Marty's father made up a bottle of white wine from instant and converted it to champagne-type by adding sparkle. The boys had a glass each with their meal. Everyone ate a lot and afterward they switched on TV. It was a revival of a remake of a musical spectacular. The adults watched it with mild somnolent interest. After a quarter of an hour the boys excused themselves and went out.

“What now?” Marty asked. “I suppose we could go along to the Center and have a game of zing.”

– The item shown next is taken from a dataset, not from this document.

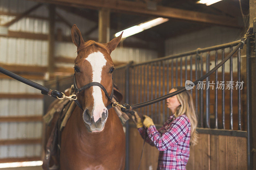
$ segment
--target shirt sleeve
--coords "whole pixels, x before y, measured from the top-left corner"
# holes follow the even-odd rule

Zing was purely local. It had evolved out of table tennis in response to the Moon's lower gravity. It had a complicated set of rules and in place of table and net a flat surface with one end contained in a sort of box and the other end open. You played from the open end into the box.

Steve said: “You beat me too easily.” Games bored him and he could not stay interested after the first few minutes. “We might as well go there as anywhere, though.”

They cabined to the Center, squashing together into one rather than taking two. The game rooms were full of others who were, like them, free from school and seeking ways of passing time. The kinder­garten was the only place where there was room to move: since it was a holiday the little ones were home with their mothers who normally left them there while on duty. Marty and Steve fooled around with the equipment, built a castle of bricks and knocked it down. Then Steve said: “Remember this?”